24 En nu, zo waar de Here leeft, die mij aangesteld heeft en mij heeft doen zitten op de troon van mijn vader David, en die mij een huis gemaakt heeft, zoals Hij toegezegd had, Adonia zal heden ter dood gebracht worden.
25 En koning Salomo liet hem door Benaja, de zoon van Jojada, neerstoten, zodat hij stierf.
26 Tot de priester Abjatar zeide de koning: Ga naar Anatot, op uw landgoed, want gij zijt een kind des doods, maar op deze dag zal ik u niet doden, omdat gij de ark van de Here Here voor het aangezicht van mijn vader David gedragen hebt, en omdat gij medegeleden hebt alles wat mijn vader leed.
27 Toen verdreef Salomo Abjatar, zodat hij geen priester des Heren meer was, waardoor hij het woord des Heren vervulde, dat Hij over het huis van Eli te Silo gesproken had.
28 Toen het gerucht tot Joab doordrong – Joab had immers partij gekozen voor Adonia, maar hij had geen partij gekozen voor Absalom – vluchtte Joab naar de tent des Heren en greep de horens van het altaar.
29 Daarop meldde men koning Salomo: Joab is naar de tent des Heren gevlucht, en zie, hij bevindt zich naast het altaar.

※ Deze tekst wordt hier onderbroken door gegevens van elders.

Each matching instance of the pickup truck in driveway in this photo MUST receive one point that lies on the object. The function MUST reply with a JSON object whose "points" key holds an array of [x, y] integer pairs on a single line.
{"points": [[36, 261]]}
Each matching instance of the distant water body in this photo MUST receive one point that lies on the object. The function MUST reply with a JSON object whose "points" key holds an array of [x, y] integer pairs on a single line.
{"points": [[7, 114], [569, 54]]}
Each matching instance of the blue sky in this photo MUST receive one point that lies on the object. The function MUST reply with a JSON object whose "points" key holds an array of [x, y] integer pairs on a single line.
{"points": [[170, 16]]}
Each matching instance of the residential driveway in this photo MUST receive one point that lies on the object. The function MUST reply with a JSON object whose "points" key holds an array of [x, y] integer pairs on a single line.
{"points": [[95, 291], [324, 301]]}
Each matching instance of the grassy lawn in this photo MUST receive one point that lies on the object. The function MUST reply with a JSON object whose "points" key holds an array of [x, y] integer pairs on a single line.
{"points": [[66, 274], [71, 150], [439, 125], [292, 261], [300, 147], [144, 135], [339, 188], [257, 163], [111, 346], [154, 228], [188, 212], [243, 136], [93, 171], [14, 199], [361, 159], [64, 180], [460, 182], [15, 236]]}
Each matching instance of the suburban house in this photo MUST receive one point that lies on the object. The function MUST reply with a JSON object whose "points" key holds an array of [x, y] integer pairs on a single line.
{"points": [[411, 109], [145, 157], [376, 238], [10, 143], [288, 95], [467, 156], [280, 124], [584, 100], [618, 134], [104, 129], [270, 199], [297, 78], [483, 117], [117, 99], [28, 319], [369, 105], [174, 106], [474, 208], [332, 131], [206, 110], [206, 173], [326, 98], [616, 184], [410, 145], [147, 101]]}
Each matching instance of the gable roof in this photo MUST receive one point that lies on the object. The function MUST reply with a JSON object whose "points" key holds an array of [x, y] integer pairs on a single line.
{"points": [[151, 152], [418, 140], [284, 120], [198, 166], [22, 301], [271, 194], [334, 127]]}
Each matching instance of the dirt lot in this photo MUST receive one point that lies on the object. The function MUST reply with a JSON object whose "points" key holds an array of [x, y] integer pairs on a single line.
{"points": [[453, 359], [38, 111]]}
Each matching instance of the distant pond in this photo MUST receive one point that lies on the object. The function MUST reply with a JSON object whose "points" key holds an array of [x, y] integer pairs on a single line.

Toen zond Salomo Benaja, de zoon van Jojada, uit met deze opdracht: Ga, stoot hem neer.
30 En Benaja trad de tent des Heren binnen en zeide tot hem: Zo zegt de koning: Kom naar buiten. Doch hij zeide: Neen, hier wil ik sterven. En Benaja bracht de koning bescheid: Zo heeft Joab gesproken en zo heeft hij mij geantwoord.